Tiffany Munos-Cegarra may be the only teenager but she get to work with some of the most talented scientists in the world there. She is working with ancient mollusks found in New Jersey. Handling something more than 60 million years old can be tricky, she told us.
"You have to be delicate because they can fall apart," shared Tiffany.
She is part of the paid internship Youth Engagement Through Science (or Y.E.S.). Y.E.S. students can connect with up to 500 scientists working with the Smithsonian.

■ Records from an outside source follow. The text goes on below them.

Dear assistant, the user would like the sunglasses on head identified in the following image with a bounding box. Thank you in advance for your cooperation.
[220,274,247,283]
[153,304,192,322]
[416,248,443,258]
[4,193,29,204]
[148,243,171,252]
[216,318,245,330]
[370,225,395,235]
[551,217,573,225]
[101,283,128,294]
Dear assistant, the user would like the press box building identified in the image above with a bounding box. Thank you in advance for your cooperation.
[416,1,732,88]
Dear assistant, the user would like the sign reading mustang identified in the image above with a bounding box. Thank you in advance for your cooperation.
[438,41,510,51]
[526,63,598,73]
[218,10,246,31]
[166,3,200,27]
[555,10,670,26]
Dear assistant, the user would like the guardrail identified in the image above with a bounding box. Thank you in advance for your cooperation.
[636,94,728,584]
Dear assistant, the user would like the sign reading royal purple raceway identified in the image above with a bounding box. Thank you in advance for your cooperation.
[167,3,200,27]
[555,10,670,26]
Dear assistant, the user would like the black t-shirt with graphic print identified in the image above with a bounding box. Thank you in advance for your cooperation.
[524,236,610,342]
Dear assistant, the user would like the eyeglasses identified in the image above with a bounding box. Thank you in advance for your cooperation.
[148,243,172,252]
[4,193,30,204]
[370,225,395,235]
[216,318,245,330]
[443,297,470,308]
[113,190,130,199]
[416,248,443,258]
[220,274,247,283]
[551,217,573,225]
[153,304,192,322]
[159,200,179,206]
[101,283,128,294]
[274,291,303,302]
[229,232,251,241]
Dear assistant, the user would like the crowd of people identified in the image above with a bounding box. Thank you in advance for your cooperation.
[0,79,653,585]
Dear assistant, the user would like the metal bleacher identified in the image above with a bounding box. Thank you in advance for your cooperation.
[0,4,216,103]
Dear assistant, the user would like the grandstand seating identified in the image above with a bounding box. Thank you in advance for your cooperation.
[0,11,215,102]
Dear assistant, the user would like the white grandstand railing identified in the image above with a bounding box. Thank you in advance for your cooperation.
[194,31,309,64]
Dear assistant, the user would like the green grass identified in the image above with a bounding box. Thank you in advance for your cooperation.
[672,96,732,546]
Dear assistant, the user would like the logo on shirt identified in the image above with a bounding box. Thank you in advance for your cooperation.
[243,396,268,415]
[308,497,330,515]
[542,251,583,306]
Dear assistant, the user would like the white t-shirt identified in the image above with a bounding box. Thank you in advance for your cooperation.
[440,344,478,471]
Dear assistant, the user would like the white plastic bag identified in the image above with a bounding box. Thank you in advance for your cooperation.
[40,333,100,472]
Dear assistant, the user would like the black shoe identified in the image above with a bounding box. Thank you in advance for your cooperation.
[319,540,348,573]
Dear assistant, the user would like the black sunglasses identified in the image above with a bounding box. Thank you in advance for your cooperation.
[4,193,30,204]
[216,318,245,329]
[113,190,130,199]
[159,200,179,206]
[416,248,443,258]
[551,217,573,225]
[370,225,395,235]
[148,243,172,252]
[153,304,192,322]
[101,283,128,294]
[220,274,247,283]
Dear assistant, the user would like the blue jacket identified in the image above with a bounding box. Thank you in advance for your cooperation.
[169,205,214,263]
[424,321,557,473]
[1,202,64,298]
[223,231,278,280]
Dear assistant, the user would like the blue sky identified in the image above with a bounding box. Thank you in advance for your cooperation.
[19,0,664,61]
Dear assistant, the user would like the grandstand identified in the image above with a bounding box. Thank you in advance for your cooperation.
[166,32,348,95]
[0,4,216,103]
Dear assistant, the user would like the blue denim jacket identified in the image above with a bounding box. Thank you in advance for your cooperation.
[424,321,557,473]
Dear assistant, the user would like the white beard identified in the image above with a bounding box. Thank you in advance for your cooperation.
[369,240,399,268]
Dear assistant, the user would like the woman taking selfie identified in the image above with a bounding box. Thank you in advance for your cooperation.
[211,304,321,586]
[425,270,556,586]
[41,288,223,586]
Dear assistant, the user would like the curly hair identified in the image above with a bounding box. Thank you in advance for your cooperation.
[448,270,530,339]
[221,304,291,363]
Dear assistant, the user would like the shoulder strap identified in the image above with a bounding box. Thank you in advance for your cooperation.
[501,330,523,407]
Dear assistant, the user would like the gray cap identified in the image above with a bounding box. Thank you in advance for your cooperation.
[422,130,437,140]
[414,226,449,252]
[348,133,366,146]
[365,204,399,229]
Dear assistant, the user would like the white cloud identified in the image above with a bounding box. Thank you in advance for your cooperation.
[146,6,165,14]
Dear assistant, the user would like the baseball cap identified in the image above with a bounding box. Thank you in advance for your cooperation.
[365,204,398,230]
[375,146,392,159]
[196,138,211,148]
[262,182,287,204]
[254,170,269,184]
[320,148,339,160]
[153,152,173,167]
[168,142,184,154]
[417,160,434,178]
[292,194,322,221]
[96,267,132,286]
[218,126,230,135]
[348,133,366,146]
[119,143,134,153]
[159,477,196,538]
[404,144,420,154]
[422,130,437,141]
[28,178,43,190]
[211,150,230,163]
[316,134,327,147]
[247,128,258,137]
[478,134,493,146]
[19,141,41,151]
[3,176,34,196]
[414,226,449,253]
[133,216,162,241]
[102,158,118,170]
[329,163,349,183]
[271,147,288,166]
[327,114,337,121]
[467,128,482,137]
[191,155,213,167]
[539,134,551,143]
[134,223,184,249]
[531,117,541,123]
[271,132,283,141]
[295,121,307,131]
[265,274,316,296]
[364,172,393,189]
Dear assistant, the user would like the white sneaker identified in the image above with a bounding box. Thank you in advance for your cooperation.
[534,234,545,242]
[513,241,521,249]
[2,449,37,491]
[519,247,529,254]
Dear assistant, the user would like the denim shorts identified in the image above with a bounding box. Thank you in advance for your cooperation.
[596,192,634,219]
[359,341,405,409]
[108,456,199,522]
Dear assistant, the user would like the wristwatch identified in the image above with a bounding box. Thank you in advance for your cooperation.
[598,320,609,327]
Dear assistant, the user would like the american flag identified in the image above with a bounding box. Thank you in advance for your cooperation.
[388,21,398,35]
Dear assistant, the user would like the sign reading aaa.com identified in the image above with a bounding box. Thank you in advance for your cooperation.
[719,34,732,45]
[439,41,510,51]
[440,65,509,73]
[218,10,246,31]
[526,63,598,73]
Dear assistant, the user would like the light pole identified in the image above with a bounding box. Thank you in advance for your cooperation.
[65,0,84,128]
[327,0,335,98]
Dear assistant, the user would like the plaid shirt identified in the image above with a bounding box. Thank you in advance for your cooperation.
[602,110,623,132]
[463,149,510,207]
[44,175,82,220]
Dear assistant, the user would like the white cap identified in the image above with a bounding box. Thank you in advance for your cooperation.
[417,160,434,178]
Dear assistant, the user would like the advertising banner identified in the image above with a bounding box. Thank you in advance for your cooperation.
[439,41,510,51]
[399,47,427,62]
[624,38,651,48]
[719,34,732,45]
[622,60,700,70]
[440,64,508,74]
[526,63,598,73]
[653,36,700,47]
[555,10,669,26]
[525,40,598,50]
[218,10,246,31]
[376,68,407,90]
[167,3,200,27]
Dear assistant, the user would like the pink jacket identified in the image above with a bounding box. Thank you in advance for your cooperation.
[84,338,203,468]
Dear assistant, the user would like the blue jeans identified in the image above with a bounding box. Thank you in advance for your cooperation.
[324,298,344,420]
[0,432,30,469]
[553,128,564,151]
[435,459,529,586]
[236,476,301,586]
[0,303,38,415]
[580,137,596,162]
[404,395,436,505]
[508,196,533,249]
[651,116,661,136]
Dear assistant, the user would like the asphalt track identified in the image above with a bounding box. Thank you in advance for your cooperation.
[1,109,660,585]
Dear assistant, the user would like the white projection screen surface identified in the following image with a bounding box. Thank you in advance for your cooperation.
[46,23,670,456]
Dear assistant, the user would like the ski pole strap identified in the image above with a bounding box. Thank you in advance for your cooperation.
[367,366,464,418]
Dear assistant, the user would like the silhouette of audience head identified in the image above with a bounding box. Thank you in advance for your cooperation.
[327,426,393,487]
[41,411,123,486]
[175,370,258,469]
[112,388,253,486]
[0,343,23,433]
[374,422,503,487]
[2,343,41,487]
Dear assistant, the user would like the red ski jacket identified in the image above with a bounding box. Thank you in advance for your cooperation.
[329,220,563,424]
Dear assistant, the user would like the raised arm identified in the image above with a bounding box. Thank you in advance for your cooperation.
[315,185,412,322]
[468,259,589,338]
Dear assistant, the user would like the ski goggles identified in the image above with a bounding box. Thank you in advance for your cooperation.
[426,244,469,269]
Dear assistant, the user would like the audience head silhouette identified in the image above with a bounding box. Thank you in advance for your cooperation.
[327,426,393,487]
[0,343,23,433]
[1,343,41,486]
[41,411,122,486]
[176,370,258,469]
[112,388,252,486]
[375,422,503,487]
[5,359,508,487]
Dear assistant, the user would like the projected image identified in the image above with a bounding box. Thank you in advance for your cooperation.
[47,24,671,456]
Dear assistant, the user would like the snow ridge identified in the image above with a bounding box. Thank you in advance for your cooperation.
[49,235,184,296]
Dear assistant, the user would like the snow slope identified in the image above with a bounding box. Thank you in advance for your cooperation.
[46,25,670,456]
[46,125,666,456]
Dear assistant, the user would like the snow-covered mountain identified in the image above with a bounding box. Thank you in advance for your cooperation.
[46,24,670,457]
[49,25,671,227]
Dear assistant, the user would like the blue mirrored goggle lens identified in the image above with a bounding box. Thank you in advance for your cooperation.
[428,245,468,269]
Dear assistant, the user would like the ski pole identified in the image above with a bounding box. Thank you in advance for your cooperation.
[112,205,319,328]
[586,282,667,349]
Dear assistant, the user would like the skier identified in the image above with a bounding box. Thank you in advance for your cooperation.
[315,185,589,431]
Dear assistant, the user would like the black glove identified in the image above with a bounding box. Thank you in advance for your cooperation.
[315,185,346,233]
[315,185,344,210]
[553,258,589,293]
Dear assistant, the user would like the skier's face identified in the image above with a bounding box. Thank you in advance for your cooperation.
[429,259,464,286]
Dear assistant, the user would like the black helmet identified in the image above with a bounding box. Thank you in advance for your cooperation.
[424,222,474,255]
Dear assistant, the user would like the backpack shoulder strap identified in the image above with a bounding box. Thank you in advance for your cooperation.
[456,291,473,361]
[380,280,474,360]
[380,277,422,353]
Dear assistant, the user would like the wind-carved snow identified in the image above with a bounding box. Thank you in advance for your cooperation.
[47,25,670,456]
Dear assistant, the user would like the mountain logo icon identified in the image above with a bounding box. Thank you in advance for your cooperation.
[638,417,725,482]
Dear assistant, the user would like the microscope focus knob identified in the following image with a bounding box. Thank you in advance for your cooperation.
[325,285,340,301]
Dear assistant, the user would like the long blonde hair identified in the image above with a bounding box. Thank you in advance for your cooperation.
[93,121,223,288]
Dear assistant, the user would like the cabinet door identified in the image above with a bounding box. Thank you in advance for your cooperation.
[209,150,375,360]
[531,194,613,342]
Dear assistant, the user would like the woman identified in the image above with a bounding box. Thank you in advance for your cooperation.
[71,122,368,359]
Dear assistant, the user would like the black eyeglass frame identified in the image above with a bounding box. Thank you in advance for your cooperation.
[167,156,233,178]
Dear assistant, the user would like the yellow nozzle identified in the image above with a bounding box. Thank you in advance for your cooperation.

Dr. Jocelyn Sessa with Smithsonian's Museum of Natural History said, "What's cool about Y.E.S. is that we're getting high school students, students at a younger age to see that science is something that can do and science is fun and interesting."
It translates to the younger students as well. The Smithsonian's Shari Rosenstein Werb said, "Young people are here with their families and they peek in the window and they see somebody like Tiffany, working on bones and excavating and a young person will look at them and say 'wow, she is just a few years older than I am. I can do that!'"
Well, as long you're careful: Remember these artifacts are tens of millions of years old.